Sorting in Practice 3: Introsort
How does a typical C++ standard library implement std::sort
? The standard does not actually mandate a particular algorithm, but when I last looked at my installation (around 2020), I found something called introsort and this seems to be a common choice. The name stands for “introspective” sort – it pays attention to how it is doing – and it was intro-duced (haha) in a 1997 paper by David Musser.1 The code also seemed to call __adjust_heap
(heapsort?) and ___insertion_sort
under some circumstances, but we’ll see what that’s for.
Depending on your lecturer, you might come out of a freshman algorithms class having a high opinion of merge sort: elegant, easy to implement and clearly linearithmic runtime. Quicksort is actually kind of bad right, it has quadratic worst case? The idea for introsort is that actually quicksort is really good! We would usually be perfectly happy to use it. It’s average runtime on uniformly distributed inputs is linearithmic and in terms of constant factors it is faster than most other sorting algorithms, such as heapsort, on most inputs. The thing that’s bad about it is its worst case. It can end up doing a quadratic amount of work and that’s actually really bad – and not just in theory: sometimes you just have to sort really long lists and it can be a big problem if all of a sudden, this one time, it happens to be super expensive.
Let’s think like a theoretical computer scientist for a second. If you have two different algorithms for the same problem, whose runtime behaves differently on specific instances (and maybe they have trouble with different instances), then there also exists an algorithm that has, on every instance, the better of the two runtimes. Welcome to big-Oh notation: just cheat an additional factor 2. You run both algorithms interleaved (one step of A, one step of B, one step of A, &c.) and as soon as one of them finishes, you take its result.
So how do we fix quicksort’s worst case? Eh, just interleave it with merge sort! Job done. Then we’ll have linearithmic worst case. True, but let’s start thinking like a practical computer scientist again. Merge sort is actually pretty much a disaster on typical computer architectures. We probably want an in-place sorting algorithm. But now we have another problem: if both algorithms are going to shuffle the list, at least one of them will have to do some amount of copying, which is expensive and no longer in-place.
Quicksort’s problem is its worst case, but how does that actually come about?

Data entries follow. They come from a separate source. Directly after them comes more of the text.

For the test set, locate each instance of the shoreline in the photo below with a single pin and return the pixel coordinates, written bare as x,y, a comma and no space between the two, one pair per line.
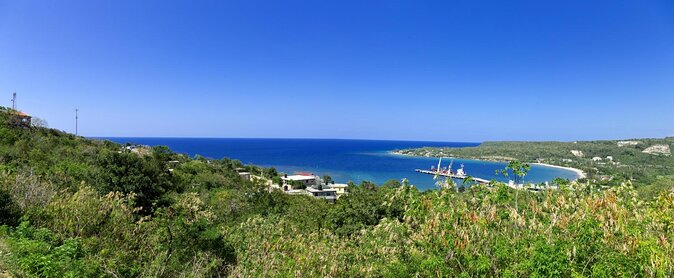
580,174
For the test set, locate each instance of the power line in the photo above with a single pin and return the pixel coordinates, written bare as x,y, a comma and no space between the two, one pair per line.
76,119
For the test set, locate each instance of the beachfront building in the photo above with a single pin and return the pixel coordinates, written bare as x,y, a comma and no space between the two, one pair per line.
245,176
305,179
329,194
340,188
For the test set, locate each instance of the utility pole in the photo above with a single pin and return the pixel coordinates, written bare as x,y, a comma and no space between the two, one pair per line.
76,118
14,101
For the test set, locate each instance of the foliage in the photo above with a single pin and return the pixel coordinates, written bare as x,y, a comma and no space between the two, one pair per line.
74,207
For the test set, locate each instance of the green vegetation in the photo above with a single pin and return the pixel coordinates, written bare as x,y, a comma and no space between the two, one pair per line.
73,207
650,169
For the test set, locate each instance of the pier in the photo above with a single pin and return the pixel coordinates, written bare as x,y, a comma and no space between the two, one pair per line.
449,174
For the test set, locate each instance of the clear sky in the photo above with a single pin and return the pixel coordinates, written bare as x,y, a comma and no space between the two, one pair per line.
415,70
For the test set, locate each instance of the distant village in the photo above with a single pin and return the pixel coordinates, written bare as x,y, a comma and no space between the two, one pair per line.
303,184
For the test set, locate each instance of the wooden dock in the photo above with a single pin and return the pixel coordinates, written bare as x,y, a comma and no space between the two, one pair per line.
450,175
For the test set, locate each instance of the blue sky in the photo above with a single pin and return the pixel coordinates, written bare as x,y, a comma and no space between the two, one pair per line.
414,70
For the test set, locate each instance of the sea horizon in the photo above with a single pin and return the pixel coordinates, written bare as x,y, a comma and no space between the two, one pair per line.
345,160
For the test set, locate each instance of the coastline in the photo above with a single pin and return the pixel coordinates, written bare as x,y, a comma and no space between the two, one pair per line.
579,173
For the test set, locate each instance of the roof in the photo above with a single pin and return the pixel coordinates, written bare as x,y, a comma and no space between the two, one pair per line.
299,178
339,185
20,113
312,190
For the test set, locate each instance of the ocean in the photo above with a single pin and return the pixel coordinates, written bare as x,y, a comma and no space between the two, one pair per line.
343,160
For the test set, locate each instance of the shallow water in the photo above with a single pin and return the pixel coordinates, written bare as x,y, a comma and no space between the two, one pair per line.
344,160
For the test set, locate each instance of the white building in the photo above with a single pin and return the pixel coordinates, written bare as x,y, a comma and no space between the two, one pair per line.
328,194
307,180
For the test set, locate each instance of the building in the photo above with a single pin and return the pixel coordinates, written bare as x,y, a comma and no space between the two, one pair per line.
19,118
305,179
340,188
245,176
329,194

If we’re unlucky, it repeatedly partitions the data poorly and ends up recursing lots and lots of times on a part of the list that only gets a little bit smaller each time.

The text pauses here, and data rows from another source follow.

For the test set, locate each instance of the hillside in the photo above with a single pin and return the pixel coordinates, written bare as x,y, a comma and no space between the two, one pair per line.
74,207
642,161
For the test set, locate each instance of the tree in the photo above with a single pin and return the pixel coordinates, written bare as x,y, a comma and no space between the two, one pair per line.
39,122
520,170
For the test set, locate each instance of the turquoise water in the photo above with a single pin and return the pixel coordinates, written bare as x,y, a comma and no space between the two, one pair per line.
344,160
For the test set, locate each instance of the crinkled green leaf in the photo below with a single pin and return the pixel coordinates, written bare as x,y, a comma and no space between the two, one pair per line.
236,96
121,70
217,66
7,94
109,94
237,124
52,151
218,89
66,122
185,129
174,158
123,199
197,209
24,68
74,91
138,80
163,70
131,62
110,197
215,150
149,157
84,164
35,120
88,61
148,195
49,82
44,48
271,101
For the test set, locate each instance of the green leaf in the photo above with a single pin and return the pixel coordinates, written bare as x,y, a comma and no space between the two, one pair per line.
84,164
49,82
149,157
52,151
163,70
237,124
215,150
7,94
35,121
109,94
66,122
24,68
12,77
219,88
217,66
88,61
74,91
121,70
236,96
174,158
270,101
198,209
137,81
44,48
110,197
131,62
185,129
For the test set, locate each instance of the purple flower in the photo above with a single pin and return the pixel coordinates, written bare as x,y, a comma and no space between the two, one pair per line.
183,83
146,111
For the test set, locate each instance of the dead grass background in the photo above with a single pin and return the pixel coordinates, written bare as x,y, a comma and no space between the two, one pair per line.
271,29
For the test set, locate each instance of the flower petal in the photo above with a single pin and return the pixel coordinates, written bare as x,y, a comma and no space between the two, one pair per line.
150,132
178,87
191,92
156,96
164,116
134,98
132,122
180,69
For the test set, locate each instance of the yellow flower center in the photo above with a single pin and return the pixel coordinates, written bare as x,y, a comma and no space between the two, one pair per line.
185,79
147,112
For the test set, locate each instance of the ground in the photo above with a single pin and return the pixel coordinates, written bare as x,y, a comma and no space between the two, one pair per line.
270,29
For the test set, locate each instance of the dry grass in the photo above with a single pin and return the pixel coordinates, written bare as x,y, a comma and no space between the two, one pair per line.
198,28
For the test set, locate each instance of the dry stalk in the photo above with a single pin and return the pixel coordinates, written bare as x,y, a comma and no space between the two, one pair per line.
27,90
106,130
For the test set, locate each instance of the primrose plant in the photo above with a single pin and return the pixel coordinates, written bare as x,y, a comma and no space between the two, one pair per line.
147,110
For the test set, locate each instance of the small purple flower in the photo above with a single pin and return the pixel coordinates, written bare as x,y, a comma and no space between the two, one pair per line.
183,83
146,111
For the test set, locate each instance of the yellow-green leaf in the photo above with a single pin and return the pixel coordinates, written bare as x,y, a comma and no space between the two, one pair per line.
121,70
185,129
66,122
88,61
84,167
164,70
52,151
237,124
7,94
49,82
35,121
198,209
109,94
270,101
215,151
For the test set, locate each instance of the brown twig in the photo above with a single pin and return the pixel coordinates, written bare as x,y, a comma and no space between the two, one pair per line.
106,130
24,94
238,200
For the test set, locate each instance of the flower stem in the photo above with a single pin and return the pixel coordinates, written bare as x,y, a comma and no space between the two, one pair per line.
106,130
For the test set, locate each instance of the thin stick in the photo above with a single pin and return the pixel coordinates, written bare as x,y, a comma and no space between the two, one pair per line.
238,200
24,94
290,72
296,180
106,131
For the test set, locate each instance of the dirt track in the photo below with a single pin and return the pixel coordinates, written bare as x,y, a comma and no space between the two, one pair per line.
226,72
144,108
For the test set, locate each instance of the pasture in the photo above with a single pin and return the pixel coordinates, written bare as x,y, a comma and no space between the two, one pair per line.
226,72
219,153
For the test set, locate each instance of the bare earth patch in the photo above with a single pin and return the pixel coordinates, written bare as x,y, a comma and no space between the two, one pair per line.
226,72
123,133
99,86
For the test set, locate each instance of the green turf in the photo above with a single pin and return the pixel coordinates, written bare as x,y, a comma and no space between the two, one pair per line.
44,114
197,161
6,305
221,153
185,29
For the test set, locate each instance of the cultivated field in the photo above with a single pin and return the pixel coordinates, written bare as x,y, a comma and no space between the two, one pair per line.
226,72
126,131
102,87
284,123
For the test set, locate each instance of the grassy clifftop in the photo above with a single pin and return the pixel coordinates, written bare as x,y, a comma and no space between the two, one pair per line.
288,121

One way to address this problem would be to spend some time finding a good pivot, that is, a good element to partition the list on. But we can’t spend a lot of time on that, because – and I’m quoting Musser here – heap sort is only about 2 to 5 times slower than quicksort on average. It has the linearithmic worst case we want, but the constant factors are worse than quicksort. To get the good behaviour of quicksort, we can’t really add much of anything to it (in the typical case).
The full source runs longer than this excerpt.